I work near the Town Park, and the Le Seeleur building is a total disgrace. Boarded up, decaying and no one apart from Simon Crowcroft shows the slightest motivation to do anything about it. In his will the former owner, builder Harold Le Seeleur, left his town workshop to the island decades ago. But it has been lying idle ever since is falling into disrepair.

We are told that the terms of the Trust prevent anything much being done with the property yet that didn't stop the States managing to do something positive with the Howard Davis Farm, despite that being subject to a covenant. Perhaps a Royal Visit to the Town Park would focus minds wonderfully?




Letter from Daniel Wimberley

HERE are my H is for Happy New Year wishes for the States (or should that be, the ministers?). What are yours?

Honesty: about population.

Ask the public genuinely what they want on this most important of issues. Describe the issues fairly and plainly. Reach all parts of the population not just those who shout the loudest. Abandon the mind-set which says: 'my ideology must win at all costs' and the spin and deception which goes with it. The process of trying to reach an honest consensus will lead to better policies and a more united Island. Try it.

More honesty: the other major issue-in our politics is: how much should we spend on our public services? And exactly the same considerations apply as set out above. So we have to be open in saying that our public spending is way below that of all other advanced countries, we have to stop claiming that low public spending leads to poor economic performance, when this is simply untrue, and we have to put real choices to the public instead of heaps of spin..

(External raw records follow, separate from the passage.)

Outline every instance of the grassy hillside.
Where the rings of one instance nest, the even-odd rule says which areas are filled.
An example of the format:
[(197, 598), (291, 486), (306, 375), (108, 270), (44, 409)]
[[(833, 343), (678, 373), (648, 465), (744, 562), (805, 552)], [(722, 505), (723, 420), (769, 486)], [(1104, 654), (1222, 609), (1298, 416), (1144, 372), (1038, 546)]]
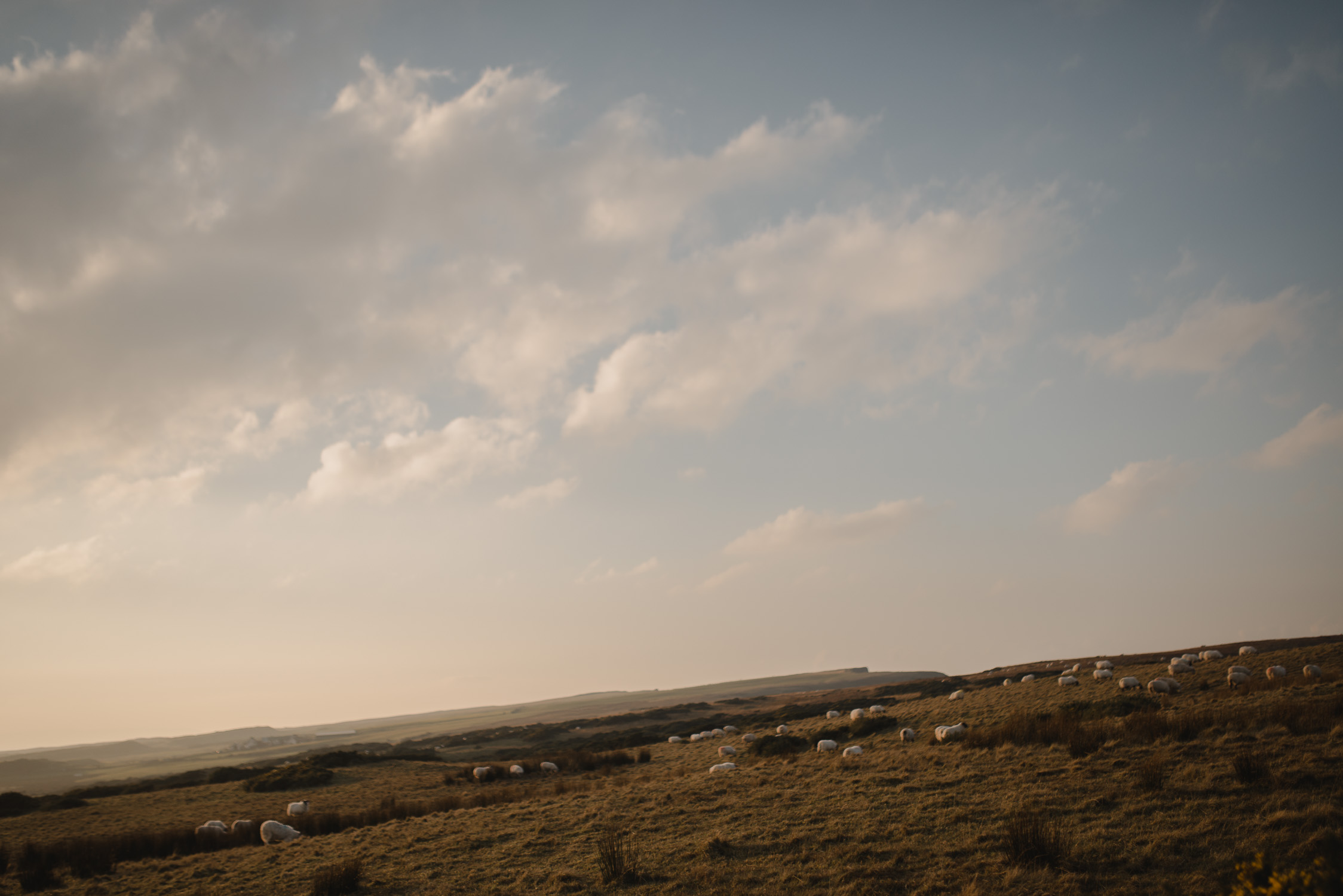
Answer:
[[(310, 799), (318, 814), (302, 823), (314, 833), (293, 844), (184, 849), (83, 880), (56, 873), (64, 892), (90, 895), (312, 893), (322, 868), (356, 858), (357, 892), (426, 896), (1225, 893), (1237, 861), (1264, 853), (1304, 865), (1343, 836), (1343, 645), (1261, 653), (1244, 664), (1256, 684), (1232, 692), (1225, 670), (1237, 662), (1198, 664), (1182, 676), (1182, 693), (1166, 699), (1120, 693), (1089, 676), (1076, 688), (1052, 676), (1002, 686), (1005, 673), (994, 670), (714, 705), (763, 717), (787, 705), (880, 700), (898, 727), (919, 731), (902, 743), (897, 727), (855, 737), (847, 717), (819, 712), (790, 723), (803, 746), (831, 736), (861, 744), (858, 758), (811, 748), (756, 756), (728, 736), (659, 743), (649, 762), (591, 771), (556, 754), (569, 763), (559, 775), (485, 785), (462, 775), (473, 763), (391, 760), (334, 767), (330, 783), (283, 793), (235, 782), (90, 799), (0, 819), (0, 840), (13, 852), (26, 840), (283, 819), (289, 801)], [(1324, 681), (1301, 677), (1307, 662), (1326, 669)], [(1269, 664), (1291, 677), (1268, 682)], [(1164, 674), (1150, 661), (1116, 665), (1116, 676), (1144, 682)], [(1057, 666), (1026, 664), (1013, 677)], [(963, 697), (948, 701), (951, 688)], [(966, 742), (929, 743), (933, 725), (958, 720), (972, 725)], [(497, 744), (479, 748), (493, 758)], [(709, 774), (723, 744), (741, 750), (739, 768)], [(514, 758), (544, 756), (520, 748)], [(316, 833), (324, 826), (344, 829)], [(603, 880), (603, 842), (627, 846), (638, 873)], [(0, 893), (16, 892), (11, 870)]]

Humility: a big dose of this, please. It should be OK in 2012 to say: 'I got it wrong, sorry.' And this implies that others have the grace and right spirit to say 'fine, thanks' and resist the temptation to make political capital out of the apology.

The triumphalist 'we never get it wrong' grates on the nerves. Its purpose is to gain political advantage but it only does this by undermining politics itself, leading as it does to unrealistic expectations of our politicians and creating mistrust and apathy when reality does not match the absurd rhetoric.

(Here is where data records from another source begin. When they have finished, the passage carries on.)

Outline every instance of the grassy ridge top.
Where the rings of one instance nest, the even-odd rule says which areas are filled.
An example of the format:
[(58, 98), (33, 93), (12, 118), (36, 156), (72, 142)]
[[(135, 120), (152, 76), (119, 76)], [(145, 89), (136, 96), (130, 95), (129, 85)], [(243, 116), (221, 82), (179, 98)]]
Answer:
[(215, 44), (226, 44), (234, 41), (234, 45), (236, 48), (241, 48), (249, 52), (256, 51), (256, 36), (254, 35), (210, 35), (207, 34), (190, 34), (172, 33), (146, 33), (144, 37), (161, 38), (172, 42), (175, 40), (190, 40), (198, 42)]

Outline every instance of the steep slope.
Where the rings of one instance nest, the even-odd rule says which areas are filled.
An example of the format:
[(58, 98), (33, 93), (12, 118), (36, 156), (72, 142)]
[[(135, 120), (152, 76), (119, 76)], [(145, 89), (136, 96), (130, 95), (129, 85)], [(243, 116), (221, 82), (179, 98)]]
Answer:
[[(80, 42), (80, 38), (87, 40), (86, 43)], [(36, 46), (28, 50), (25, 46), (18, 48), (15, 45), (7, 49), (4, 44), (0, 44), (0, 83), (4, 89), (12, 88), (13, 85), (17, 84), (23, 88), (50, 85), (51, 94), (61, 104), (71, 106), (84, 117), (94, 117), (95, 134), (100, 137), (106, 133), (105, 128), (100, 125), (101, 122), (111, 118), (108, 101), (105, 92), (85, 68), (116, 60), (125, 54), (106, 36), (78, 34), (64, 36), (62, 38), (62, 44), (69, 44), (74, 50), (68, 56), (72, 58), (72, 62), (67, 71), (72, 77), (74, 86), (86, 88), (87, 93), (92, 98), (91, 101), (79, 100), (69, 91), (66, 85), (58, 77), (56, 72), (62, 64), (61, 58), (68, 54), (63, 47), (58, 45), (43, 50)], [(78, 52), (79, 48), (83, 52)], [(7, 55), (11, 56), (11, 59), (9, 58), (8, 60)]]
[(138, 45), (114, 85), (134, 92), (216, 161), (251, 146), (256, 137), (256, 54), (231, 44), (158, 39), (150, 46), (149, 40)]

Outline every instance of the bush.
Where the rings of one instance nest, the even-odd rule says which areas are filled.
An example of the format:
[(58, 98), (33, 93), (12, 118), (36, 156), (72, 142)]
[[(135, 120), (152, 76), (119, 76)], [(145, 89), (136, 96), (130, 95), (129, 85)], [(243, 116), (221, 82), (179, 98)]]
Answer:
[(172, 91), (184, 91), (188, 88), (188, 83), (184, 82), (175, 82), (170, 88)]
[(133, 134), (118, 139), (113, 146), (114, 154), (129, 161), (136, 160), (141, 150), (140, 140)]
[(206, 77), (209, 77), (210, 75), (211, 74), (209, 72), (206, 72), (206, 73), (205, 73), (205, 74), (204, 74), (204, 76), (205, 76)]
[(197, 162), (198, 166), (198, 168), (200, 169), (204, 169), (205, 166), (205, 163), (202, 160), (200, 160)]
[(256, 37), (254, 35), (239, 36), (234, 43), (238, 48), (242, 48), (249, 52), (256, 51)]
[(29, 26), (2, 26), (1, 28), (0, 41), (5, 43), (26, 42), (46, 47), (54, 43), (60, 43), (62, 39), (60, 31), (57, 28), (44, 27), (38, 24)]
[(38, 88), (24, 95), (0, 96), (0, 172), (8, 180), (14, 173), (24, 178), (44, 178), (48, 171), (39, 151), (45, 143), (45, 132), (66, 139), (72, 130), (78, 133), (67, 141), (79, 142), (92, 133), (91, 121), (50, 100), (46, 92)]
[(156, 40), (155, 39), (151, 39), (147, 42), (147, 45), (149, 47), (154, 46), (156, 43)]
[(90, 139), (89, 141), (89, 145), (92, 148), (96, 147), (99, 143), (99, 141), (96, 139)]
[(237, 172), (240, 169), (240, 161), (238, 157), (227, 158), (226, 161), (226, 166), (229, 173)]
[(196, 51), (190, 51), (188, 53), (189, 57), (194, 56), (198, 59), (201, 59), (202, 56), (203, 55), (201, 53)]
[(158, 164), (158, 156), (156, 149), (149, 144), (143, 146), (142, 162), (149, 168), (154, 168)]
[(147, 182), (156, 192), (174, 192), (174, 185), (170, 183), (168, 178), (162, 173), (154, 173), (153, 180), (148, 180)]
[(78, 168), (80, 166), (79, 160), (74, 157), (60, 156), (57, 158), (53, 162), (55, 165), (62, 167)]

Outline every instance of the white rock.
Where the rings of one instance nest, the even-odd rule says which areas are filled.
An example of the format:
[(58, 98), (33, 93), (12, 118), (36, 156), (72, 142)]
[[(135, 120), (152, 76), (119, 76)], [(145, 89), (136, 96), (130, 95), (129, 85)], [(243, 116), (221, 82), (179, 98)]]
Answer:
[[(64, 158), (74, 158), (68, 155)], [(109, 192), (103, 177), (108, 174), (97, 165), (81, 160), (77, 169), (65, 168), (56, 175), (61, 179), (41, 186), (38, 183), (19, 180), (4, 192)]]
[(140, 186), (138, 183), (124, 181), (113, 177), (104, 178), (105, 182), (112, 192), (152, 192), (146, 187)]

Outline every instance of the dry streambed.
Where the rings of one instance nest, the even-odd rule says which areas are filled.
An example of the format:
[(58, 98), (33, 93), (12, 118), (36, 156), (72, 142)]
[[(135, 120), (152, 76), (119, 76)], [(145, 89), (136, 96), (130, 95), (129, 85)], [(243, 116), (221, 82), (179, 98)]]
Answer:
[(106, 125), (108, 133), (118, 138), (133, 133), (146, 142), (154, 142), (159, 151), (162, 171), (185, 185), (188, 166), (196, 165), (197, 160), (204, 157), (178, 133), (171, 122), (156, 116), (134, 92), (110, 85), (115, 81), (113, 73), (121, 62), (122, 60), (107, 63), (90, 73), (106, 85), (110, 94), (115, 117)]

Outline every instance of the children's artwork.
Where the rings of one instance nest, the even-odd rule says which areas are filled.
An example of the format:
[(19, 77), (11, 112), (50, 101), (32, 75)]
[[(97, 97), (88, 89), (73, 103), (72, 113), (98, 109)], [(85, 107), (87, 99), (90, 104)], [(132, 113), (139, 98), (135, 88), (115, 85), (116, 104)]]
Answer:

If people and government are to work together to face our problems we need to understand what is going on, not have spin and propaganda thrown at us. Note: the media have a role to play here too.

Healing: the Committee of Inquiry into Haut de la Garenne must proceed, and in a format which is acceptable to all stakeholders. The results may be painful in parts, but it is the only way forward - for the individuals, agencies and departments involved, for the politicians, for all of us. It will no doubt take honesty and humility (see above).

Honesty again: an Electoral Commission set up to be transparent and independent aiming to achieve a voting
system for Jersey which ensures that, we are all represented in a fair and equal way, and to ensure that the people of the Island have a decisive influence in who ends up with political power (or, if that turns out not to be possible, with decisive influence on the policies pursued).

And finally, let's see some "aiming high", or ambition, instead of just a no-can-do feeling of being tired and
depressed. Some examples:

. We could return Plemont to nature, paying a fair amount of money for a derelict building and lots of bracken and gorse.

. We could get maximum value out of the fantastic asset which is Fort Regent. This will probably take public investment. The waterfront is a lesson to us all in what happens if you set out with Frank Walker's words: 'No public money will be spent on this.' What you get is what you pay for.

. Help a genuine democratic community group to form which would run the Le Seelleur building as the community focus for the new Town Park.

That's enough to be going on with - what's your wish list?

1 comment:

Anonymous said...

There is an outline proposal for the use of the Seeleur building as a community workshop. It would fit well with both the protected and historical status of the building, the nature of the will and the presence of the Town park.

It wont go anywhere because the idea did not come one of the great and the good.